At first, I'm supposed to prove

$ A ^ 2 = B ^ 2 + C ^ 2 + D ^ 2 + 2BCcos∠ (b, c) + 2CD cos∠ (c, d) + 2GDcos∠ (g, d) $

with A, B, C, D being the faces of a tetrahedron and a, b, c, d being their normal vectors, respectively. So I have to prove

$ A ^ 2 = B ^ 2 + C ^ 2 + D ^ 2 – 2BCcos∠ (B, C) – 2CD cos∠ (C, D) – 2GDcos∠ (G, D) $

What is the difference between calculating the angles between the normal vectors and the faces of a tetrahedron?

Thank you.

Linear algebra – the inverse of the sum of an identity and a product of Kronecker after adding a column or deleting a line

Let $ Q = alpha mathbb {I} + (S otimes S) ^ T (S otimes) = alpha mathbb {I} + S ^ TS otimes S ^ TS $, or $ mathbb {I} $ is $ n ^ 2 times n ^ 2 $ matrix, $ S $ is a $ m times n $ binary matrix and $ otimes $ is a Kronecker product. I have some questions:

First, if we can write $ S ^ TS = sum_ {i = 1} ^ m s_i ^ Ts_i $ which would allow us to use the first-tier properties of update, what would be the update of $ Q ^ {- 1} $if we remove the $ i $-the row of $ S $? Can we extend the Sherman-Morrison formula in this case? For example if we have $ M = ( alpha mathbb {I} + S ^ TS) ^ {- 1} $ then the reverse updated after removing the $ i $-the row would
$$ M _ {- i} = M- frac {Ms_i ^ Ts_i M} {s_iMs_i ^ T-1} $$

Second, what about the addition of a column to the matrix $ S $, how does the opposite of $ Q $ change? Again, can we use a similar property of the partitioned matrix?

algebraic geometry – How to prove that the automorphisms of $ mathbb P ^ n $ come from linear maps in $ mathbb A ^ {n + 1} $?

Let $ U_n $ either the space obtained by removing the origin of $ mathbb A ^ {n + 1} $. Of course, $ k ^ star $ acts multiplicatively on $ U_n $and space orbit $ U_n / k ^ star $ is the usual projective space $ mathbb P ^ n $.

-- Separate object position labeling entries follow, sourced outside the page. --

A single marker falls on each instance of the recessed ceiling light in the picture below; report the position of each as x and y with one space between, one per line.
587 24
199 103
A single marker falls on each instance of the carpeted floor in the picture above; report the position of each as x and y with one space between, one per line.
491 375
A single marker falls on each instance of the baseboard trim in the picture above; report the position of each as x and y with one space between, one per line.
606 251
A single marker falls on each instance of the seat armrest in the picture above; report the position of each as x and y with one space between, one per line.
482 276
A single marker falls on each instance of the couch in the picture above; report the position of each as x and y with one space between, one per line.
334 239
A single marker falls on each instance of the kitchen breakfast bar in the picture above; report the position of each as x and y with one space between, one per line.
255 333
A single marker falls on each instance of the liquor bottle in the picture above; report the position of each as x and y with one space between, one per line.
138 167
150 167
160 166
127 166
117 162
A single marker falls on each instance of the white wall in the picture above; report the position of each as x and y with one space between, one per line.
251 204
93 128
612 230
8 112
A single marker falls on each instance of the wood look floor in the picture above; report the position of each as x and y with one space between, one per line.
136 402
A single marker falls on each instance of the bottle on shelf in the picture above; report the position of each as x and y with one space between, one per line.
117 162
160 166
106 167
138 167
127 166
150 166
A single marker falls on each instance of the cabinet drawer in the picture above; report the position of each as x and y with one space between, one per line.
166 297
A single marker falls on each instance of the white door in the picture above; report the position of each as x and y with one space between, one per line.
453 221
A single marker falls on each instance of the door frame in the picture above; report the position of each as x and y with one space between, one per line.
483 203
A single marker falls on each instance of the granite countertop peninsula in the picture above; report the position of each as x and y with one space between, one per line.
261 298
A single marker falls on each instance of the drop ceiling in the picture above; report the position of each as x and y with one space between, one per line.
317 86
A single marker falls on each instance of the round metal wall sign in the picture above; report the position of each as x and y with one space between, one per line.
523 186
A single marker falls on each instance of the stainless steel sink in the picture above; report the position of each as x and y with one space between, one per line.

I would like to say that every automorphism $ varphi: mathbb P ^ n to mathbb P ^ n $ follows from an automorphism $ tilde varphi: U_n to U_n $ which respects the orbits. If I worked with beautiful Hausdorff varieties, I could say something like:

Note that $ U_n $ is simply connected because it retracts into a sphere. So, if we get up $ varphi $ to an automorphism of some space covering of $ U_n $, this blanket space turns out to be $ U_n $ himself.

But in countries with algebraic geometry, our spaces are topologically horrible, so it does not work. Is there a space theory covering for starters? What can I do?